Testing me, Caepio thought; but alongside that thought ran another. Men returning from their two months’ boring sojourn, all agreed that Vatinius was fussy, strict, a Jew-lover; but they’d add that he never asked anybody to do what he wasn’t willing to do himself, that he was brave, a good soldier.

So, with complete confidence that should aid be needed, Vatinius was there to supply it, Caepio went to take away Caspar’s knife—if he had one, if that sudden furtive movement as the door opened had meant what Caepio was almost certain that it did.

But he had reckoned without any knowledge of Caspar, in whose country

one was either quick or dead.

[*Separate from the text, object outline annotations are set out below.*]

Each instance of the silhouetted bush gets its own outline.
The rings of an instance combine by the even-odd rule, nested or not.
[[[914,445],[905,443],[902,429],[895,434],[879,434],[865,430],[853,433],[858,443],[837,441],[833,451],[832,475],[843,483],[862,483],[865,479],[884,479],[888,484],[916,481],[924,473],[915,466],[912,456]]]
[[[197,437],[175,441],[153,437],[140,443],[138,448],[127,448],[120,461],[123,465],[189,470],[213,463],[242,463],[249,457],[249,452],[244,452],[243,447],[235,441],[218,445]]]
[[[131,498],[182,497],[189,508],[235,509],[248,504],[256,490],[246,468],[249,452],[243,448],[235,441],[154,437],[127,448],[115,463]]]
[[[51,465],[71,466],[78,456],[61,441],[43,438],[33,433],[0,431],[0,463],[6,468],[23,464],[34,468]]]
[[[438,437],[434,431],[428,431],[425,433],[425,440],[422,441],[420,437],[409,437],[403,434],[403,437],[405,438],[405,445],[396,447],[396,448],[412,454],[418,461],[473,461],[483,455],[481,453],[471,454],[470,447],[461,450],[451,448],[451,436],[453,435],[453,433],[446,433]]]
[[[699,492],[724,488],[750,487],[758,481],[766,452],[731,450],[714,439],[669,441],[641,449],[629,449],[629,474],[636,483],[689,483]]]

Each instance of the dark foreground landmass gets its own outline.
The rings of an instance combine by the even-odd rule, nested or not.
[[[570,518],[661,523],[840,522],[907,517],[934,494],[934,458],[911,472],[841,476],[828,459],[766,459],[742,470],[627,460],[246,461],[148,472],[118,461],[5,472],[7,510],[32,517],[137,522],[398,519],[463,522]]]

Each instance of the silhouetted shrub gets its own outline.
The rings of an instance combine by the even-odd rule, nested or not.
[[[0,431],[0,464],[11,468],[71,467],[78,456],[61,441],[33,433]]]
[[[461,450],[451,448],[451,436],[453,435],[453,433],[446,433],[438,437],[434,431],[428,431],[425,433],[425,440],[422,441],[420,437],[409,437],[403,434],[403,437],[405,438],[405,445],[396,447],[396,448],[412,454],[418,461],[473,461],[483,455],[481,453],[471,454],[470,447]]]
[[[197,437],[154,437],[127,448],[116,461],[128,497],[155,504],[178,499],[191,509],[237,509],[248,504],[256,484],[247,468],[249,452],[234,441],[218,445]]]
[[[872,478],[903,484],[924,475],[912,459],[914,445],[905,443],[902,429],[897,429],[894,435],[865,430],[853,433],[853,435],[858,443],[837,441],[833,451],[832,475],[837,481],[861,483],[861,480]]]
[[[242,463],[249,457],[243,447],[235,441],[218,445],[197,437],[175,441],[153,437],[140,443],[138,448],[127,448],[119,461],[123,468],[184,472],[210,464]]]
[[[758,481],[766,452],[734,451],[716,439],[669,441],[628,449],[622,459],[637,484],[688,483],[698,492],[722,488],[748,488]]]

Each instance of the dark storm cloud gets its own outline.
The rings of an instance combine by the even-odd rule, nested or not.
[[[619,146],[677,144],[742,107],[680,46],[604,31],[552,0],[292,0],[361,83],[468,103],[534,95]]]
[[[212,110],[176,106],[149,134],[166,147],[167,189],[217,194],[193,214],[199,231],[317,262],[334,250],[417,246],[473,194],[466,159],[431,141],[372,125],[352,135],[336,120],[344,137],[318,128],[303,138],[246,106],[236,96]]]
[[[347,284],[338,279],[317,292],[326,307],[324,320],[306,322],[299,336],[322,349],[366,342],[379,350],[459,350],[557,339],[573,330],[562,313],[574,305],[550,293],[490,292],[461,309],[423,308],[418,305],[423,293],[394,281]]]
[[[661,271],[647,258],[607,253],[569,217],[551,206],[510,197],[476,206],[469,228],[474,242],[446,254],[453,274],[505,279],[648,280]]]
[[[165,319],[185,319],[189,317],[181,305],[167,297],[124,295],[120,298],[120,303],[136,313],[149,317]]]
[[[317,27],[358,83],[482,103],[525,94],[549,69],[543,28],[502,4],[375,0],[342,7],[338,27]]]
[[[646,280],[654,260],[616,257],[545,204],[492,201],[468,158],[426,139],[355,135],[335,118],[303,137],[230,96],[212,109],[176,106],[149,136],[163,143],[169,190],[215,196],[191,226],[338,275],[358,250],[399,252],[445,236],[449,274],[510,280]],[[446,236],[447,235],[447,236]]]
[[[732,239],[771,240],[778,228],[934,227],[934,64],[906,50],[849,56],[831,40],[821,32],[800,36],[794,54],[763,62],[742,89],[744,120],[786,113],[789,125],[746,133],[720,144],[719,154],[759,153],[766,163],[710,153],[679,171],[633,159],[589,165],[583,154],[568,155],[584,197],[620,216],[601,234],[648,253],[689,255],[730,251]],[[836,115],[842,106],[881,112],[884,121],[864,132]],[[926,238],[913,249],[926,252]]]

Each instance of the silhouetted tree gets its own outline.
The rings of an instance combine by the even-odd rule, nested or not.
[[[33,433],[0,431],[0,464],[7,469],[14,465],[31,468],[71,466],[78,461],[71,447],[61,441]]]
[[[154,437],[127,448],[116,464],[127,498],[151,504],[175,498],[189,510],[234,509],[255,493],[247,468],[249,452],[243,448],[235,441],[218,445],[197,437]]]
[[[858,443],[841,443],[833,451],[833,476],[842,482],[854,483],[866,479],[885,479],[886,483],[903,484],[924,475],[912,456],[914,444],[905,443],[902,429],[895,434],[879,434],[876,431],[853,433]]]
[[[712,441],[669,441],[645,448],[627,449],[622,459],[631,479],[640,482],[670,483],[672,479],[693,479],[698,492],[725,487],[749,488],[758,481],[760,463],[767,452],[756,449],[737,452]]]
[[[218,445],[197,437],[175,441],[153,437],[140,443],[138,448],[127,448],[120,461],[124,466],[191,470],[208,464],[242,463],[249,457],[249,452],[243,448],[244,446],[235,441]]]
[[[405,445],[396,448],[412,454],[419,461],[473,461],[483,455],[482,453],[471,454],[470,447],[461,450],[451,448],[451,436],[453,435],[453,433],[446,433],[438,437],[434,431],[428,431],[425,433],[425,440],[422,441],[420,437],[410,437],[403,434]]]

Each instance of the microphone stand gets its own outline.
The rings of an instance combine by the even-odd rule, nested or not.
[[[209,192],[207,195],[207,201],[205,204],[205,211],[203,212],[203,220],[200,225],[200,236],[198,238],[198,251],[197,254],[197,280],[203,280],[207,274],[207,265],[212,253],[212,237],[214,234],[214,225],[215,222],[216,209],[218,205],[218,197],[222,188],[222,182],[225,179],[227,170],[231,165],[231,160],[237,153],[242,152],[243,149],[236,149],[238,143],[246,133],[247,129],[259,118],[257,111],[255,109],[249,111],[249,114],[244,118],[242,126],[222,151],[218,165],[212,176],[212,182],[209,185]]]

There was a briefscuffle; then the centurion, solid and heavy as oak, went reeling back against the wall, pain painting a white band about his mouth and in his mind the certainty that his back was broken. So swift and cunning a throw had never been seen in any arena. Caspar had not even drawn his knife; but, having thrown Caepio, he leaped upon the table, and stood there, knife in hand, his teeth bared in a wolfish grin, his eyes like a cornered rat’s.

Before anyone else could speak or move, Melchior turned, and with a movement swifter even than Caspar’s brought the edge of his thin old hand down on the desert man’s wrist with a gesture of a woman chopping meat for a stew. At the same time he screeched some kind of rebuke or instruction. The knife fell to the floor and Balthazar retrieved it and laid it before Vatinius.